The output for a polished entry looks like: "Qwen2-7B is an instruction-tuned text-generation model from Qwen, available in PyTorch and GGUF formats under the Apache 2.0 license, with multilingual support for English and Chinese." That's a summary worth rendering — specific enough that a user can evaluate it, distinct enough that two different models don't return identical copy.

Why Deterministic Instead of Random

Pool selection uses MD5 hash of the model name rather than a random seed:

def _seed(text: str) -> int:
    return int(hashlib.md5(text.encode()).hexdigest(), 16)

def pick(lst: list, seed_str: str):
    return lst[_seed(seed_str) % len(lst)]

The same model always gets the same template selection.
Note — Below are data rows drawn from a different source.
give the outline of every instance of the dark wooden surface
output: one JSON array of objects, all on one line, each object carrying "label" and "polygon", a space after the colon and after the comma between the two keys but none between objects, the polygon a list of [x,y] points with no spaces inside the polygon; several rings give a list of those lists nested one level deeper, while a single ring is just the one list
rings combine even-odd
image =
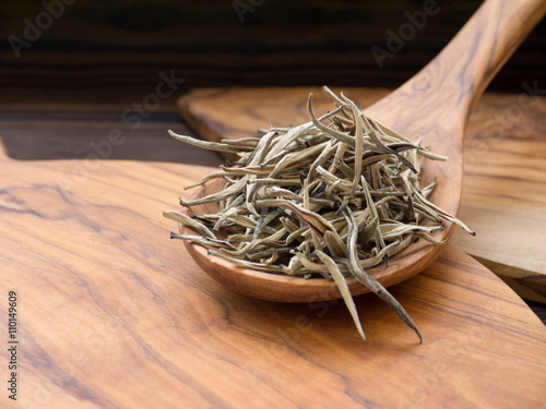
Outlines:
[{"label": "dark wooden surface", "polygon": [[[131,131],[120,118],[120,112],[132,103],[126,99],[124,94],[104,94],[104,101],[81,103],[78,93],[68,93],[63,100],[49,104],[39,93],[36,95],[37,98],[25,103],[24,95],[14,93],[12,99],[16,104],[0,104],[0,137],[9,156],[14,159],[82,159],[94,152],[90,146],[92,142],[100,143],[107,140],[110,130],[120,129],[127,141],[112,148],[110,159],[162,160],[213,167],[224,163],[215,153],[181,146],[168,136],[168,129],[193,134],[179,118],[174,98],[165,100],[136,131]],[[75,161],[74,169],[79,171]],[[532,302],[529,305],[546,323],[545,305]]]},{"label": "dark wooden surface", "polygon": [[[370,49],[388,49],[388,29],[407,23],[420,0],[266,0],[241,23],[232,1],[78,0],[16,58],[10,35],[24,38],[39,1],[0,3],[0,88],[130,86],[144,91],[175,70],[187,86],[365,85],[395,87],[440,51],[480,0],[438,0],[440,11],[378,67]],[[247,3],[244,0],[242,3]],[[489,22],[495,24],[495,22]],[[519,92],[546,82],[546,23],[518,49],[491,89]],[[51,94],[51,95],[54,95]]]},{"label": "dark wooden surface", "polygon": [[[162,210],[211,168],[14,160],[0,152],[0,293],[17,293],[19,394],[2,409],[537,408],[546,328],[498,277],[448,245],[391,288],[424,336],[373,294],[277,303],[221,286],[169,240]],[[176,224],[175,224],[176,227]],[[7,300],[7,299],[4,299]],[[0,326],[8,328],[7,302]],[[4,333],[5,334],[5,333]],[[5,345],[5,344],[4,344]],[[10,352],[0,350],[0,368]]]}]

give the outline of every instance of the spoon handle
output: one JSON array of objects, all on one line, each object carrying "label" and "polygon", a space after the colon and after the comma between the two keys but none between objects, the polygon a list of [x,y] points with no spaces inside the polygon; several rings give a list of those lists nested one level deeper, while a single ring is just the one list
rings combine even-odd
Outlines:
[{"label": "spoon handle", "polygon": [[423,111],[464,127],[484,89],[545,13],[546,0],[486,0],[432,61],[367,113],[402,129]]},{"label": "spoon handle", "polygon": [[447,86],[459,88],[450,105],[467,113],[545,13],[545,0],[485,1],[429,64],[446,71]]}]

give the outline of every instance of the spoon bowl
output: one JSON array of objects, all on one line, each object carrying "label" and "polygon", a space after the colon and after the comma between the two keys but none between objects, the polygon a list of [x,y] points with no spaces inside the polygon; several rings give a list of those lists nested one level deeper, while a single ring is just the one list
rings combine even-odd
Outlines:
[{"label": "spoon bowl", "polygon": [[[470,110],[487,84],[500,70],[531,29],[546,12],[542,0],[487,0],[451,43],[419,73],[365,109],[367,116],[411,140],[423,139],[425,146],[448,161],[425,160],[422,185],[434,178],[437,187],[429,201],[456,215],[461,202],[463,175],[463,139]],[[212,180],[190,200],[203,197],[224,188],[223,180]],[[188,216],[216,213],[217,204],[183,208]],[[182,233],[192,233],[180,226]],[[451,236],[453,225],[444,222],[437,240]],[[262,273],[235,266],[229,261],[207,254],[203,246],[185,241],[193,260],[224,286],[260,299],[285,302],[312,302],[341,298],[333,281],[305,279]],[[396,254],[389,265],[367,269],[384,287],[401,282],[432,263],[443,246],[418,240]],[[347,278],[353,296],[369,290],[354,278]]]}]

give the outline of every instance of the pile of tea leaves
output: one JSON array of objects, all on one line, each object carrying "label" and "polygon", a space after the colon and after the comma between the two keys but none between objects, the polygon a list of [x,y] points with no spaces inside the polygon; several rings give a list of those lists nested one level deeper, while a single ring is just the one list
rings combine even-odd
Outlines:
[{"label": "pile of tea leaves", "polygon": [[[365,116],[343,94],[323,91],[335,109],[310,122],[273,128],[261,139],[205,142],[169,131],[175,139],[238,155],[198,183],[225,180],[225,188],[182,206],[216,202],[217,213],[164,216],[197,234],[171,233],[209,249],[234,265],[271,274],[333,280],[365,338],[346,277],[354,277],[385,301],[413,328],[404,308],[366,270],[420,239],[443,244],[432,233],[443,220],[474,234],[427,200],[436,185],[419,187],[419,158],[446,160]],[[428,220],[427,224],[422,221]]]}]

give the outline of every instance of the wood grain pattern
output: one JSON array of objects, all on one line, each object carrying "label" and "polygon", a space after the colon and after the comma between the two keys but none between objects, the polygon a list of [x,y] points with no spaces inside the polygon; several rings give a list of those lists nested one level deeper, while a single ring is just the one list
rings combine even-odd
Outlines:
[{"label": "wood grain pattern", "polygon": [[[436,154],[449,155],[449,161],[431,160],[419,172],[423,185],[437,181],[428,200],[448,214],[456,215],[461,203],[463,139],[468,113],[495,74],[545,13],[546,2],[539,0],[485,1],[430,63],[388,96],[364,109],[366,115],[401,134],[417,134],[426,139],[435,146]],[[486,26],[485,22],[491,20],[497,23]],[[450,239],[453,227],[453,224],[444,222],[443,229],[434,233],[435,239]],[[198,246],[191,244],[189,250],[194,257],[203,258],[201,264],[207,266],[206,272],[213,273],[214,268],[230,270],[230,275],[222,275],[224,280],[230,276],[241,289],[245,288],[241,281],[252,280],[252,292],[248,293],[263,294],[269,299],[270,285],[262,278],[245,274],[228,261],[211,262],[205,252],[197,250]],[[443,246],[430,245],[424,240],[413,242],[392,257],[389,265],[373,270],[373,277],[384,287],[401,282],[426,268],[442,250]],[[214,273],[212,276],[215,277]],[[282,280],[285,286],[294,285],[289,292],[275,293],[275,300],[294,301],[299,289],[308,288],[295,277],[263,277],[268,281]],[[322,282],[321,293],[334,292],[335,284],[325,279]],[[259,284],[263,284],[262,293],[257,291]],[[283,293],[286,299],[280,298]]]},{"label": "wood grain pattern", "polygon": [[[389,94],[381,88],[335,91],[344,91],[363,107]],[[307,121],[309,92],[314,94],[317,111],[330,108],[330,100],[318,88],[308,87],[201,88],[180,98],[178,106],[203,139],[218,141],[257,136],[257,129],[266,127],[268,119],[273,125]],[[513,120],[510,115],[520,112],[517,109],[522,100],[526,109]],[[484,261],[520,296],[535,301],[546,301],[544,239],[542,229],[536,228],[546,226],[545,115],[546,98],[530,97],[524,89],[513,96],[486,94],[477,104],[466,127],[460,217],[478,234],[470,237],[455,230],[452,239],[455,246]]]},{"label": "wood grain pattern", "polygon": [[0,159],[0,293],[17,292],[21,342],[19,400],[2,407],[544,404],[546,328],[460,251],[392,288],[423,345],[370,294],[364,344],[342,302],[237,294],[168,240],[162,210],[210,168],[109,160],[63,183],[72,169]]}]

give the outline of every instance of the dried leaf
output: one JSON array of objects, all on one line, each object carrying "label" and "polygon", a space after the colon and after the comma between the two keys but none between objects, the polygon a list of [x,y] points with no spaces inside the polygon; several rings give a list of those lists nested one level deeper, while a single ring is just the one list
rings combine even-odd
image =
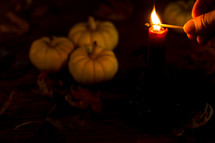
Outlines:
[{"label": "dried leaf", "polygon": [[11,104],[13,95],[14,95],[14,91],[12,91],[10,93],[8,99],[2,104],[2,106],[0,108],[0,115],[2,115],[5,112],[5,110],[9,107],[9,105]]},{"label": "dried leaf", "polygon": [[91,107],[95,112],[101,112],[102,103],[100,101],[101,92],[92,92],[86,88],[78,86],[77,90],[71,87],[71,95],[67,94],[65,100],[73,107],[86,109]]}]

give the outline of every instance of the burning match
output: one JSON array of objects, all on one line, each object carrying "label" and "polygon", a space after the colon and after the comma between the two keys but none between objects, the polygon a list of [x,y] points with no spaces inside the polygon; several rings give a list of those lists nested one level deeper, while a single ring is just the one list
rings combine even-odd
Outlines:
[{"label": "burning match", "polygon": [[146,26],[150,27],[151,25],[158,25],[161,27],[166,27],[166,28],[176,28],[176,29],[183,29],[182,26],[178,26],[178,25],[169,25],[169,24],[149,24],[149,23],[145,23]]}]

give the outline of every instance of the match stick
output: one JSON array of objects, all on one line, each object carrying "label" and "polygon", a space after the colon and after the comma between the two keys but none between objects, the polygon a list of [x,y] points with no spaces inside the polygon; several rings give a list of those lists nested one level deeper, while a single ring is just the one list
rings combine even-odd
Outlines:
[{"label": "match stick", "polygon": [[178,26],[178,25],[169,25],[169,24],[149,24],[149,23],[145,23],[146,26],[151,26],[151,25],[159,25],[161,27],[166,27],[166,28],[176,28],[176,29],[183,29],[182,26]]}]

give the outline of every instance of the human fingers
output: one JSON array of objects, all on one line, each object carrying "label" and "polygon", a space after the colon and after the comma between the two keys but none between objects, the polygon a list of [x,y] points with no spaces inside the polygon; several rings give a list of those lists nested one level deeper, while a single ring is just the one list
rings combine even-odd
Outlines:
[{"label": "human fingers", "polygon": [[214,9],[215,0],[197,0],[193,5],[192,17],[195,18]]},{"label": "human fingers", "polygon": [[188,38],[196,37],[199,43],[207,41],[215,33],[215,10],[189,20],[184,25],[184,31]]}]

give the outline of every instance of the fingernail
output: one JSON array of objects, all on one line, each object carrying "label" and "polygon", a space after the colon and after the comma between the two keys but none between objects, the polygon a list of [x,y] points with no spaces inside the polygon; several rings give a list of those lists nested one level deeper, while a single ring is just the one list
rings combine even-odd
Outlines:
[{"label": "fingernail", "polygon": [[191,40],[193,40],[193,39],[195,39],[195,38],[196,38],[196,36],[191,35],[191,34],[187,34],[187,37],[188,37],[189,39],[191,39]]},{"label": "fingernail", "polygon": [[196,33],[196,27],[195,27],[195,22],[194,20],[190,20],[188,21],[185,25],[184,25],[184,31],[188,34],[195,34]]}]

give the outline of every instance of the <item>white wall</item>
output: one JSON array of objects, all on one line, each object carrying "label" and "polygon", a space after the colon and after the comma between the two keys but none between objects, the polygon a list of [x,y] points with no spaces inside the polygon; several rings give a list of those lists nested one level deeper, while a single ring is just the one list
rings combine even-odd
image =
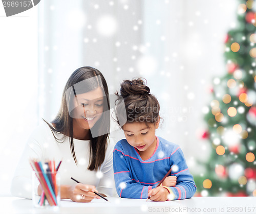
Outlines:
[{"label": "white wall", "polygon": [[0,196],[38,123],[37,11],[6,17],[0,7]]}]

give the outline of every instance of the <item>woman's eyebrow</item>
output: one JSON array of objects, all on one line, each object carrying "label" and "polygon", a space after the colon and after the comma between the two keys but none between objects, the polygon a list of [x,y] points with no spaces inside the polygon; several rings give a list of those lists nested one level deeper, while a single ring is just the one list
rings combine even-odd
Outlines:
[{"label": "woman's eyebrow", "polygon": [[[84,98],[80,98],[80,99],[79,99],[79,100],[86,100],[87,101],[91,101],[91,100],[88,100],[88,99],[86,99]],[[96,100],[96,99],[93,99],[92,100]],[[103,99],[98,100],[97,101],[96,101],[96,102],[98,102],[98,101],[103,101]]]}]

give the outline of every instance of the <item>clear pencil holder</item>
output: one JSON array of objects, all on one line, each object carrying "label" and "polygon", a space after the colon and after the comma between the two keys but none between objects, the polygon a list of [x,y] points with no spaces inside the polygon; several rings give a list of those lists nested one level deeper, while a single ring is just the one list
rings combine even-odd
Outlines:
[{"label": "clear pencil holder", "polygon": [[[60,201],[60,173],[32,172],[32,201],[35,207],[57,208]],[[39,195],[38,185],[41,191]]]}]

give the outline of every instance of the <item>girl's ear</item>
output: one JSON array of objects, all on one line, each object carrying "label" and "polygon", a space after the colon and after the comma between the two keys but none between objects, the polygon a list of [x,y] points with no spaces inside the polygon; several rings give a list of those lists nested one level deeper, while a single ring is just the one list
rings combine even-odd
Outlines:
[{"label": "girl's ear", "polygon": [[159,124],[160,124],[160,116],[158,116],[157,118],[157,121],[155,124],[155,128],[156,128],[156,129],[158,129],[158,127],[159,127]]}]

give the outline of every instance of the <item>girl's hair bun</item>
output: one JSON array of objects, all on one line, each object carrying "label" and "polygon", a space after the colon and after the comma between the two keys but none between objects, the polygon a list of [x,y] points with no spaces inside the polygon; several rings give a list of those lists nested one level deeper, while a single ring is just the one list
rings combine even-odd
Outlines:
[{"label": "girl's hair bun", "polygon": [[132,81],[125,80],[121,83],[120,95],[122,97],[125,97],[132,94],[144,96],[149,94],[150,89],[145,85],[145,84],[142,78],[140,78]]}]

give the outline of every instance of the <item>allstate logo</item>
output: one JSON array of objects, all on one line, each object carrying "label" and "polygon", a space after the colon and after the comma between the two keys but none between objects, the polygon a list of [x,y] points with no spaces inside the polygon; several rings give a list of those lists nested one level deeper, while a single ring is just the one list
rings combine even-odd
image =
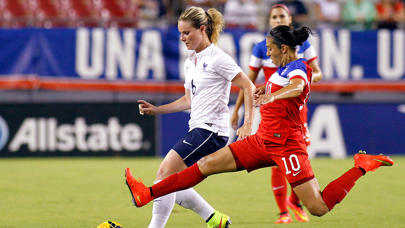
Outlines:
[{"label": "allstate logo", "polygon": [[9,126],[3,117],[0,116],[0,151],[9,140]]}]

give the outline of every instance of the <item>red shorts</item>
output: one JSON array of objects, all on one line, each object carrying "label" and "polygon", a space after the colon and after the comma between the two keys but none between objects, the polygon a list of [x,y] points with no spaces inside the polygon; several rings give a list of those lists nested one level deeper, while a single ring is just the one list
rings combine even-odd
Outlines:
[{"label": "red shorts", "polygon": [[293,187],[315,177],[308,159],[303,139],[287,140],[286,145],[264,140],[256,135],[237,141],[229,146],[238,171],[254,170],[278,166],[283,170]]}]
Rerunning the script produces identical output. This matters for audits: if a summary changes between two runs without any template edits, something is wrong.

Random selection would produce different outputs on every run, making it impossible to distinguish "the content changed because we edited the template pool" from "the content changed because the seed landed differently." Deterministic selection removes that ambiguity entirely.

The 100-Entry Cap

fallbacks = [e for e in entries if e.get("model_used") != "claude-haiku-4-5"]
to_upgrade = fallbacks[:100]

Each run caps at 100 entries — first 100 non-Claude fallbacks in order. This keeps each GitHub Actions run under 30 seconds and avoids writing thousands of records in a single commit. The most recent run upgraded 98 entries; 282 remain. At one daily run, the backlog clears in about three days, at which point pipeline-aware content variants and Claude Haiku upgrades take entries the rest of the way.

What This Doesn't Replace

Hash-pool enrichment produces summaries that are accurate and specific. It does not produce summaries that explain what a model is distinctly good at compared to alternatives, or which deployment scenarios favor it. For that you need editorial judgment — which means Claude, not template expansion.

The isTemplateContent check in the model detail pages noindexes entries still on bare fallback content. Polish-upgraded entries have specific pros/cons populated, so they pass the check and become visible to Google. That's the practical value of this bridge step: moving pages into indexable territory without requiring Claude spend on every single entry.

Part of an ongoing 6-month experiment running three AI-curated directory sites. The technical claims here are real; this article was AI-assisted.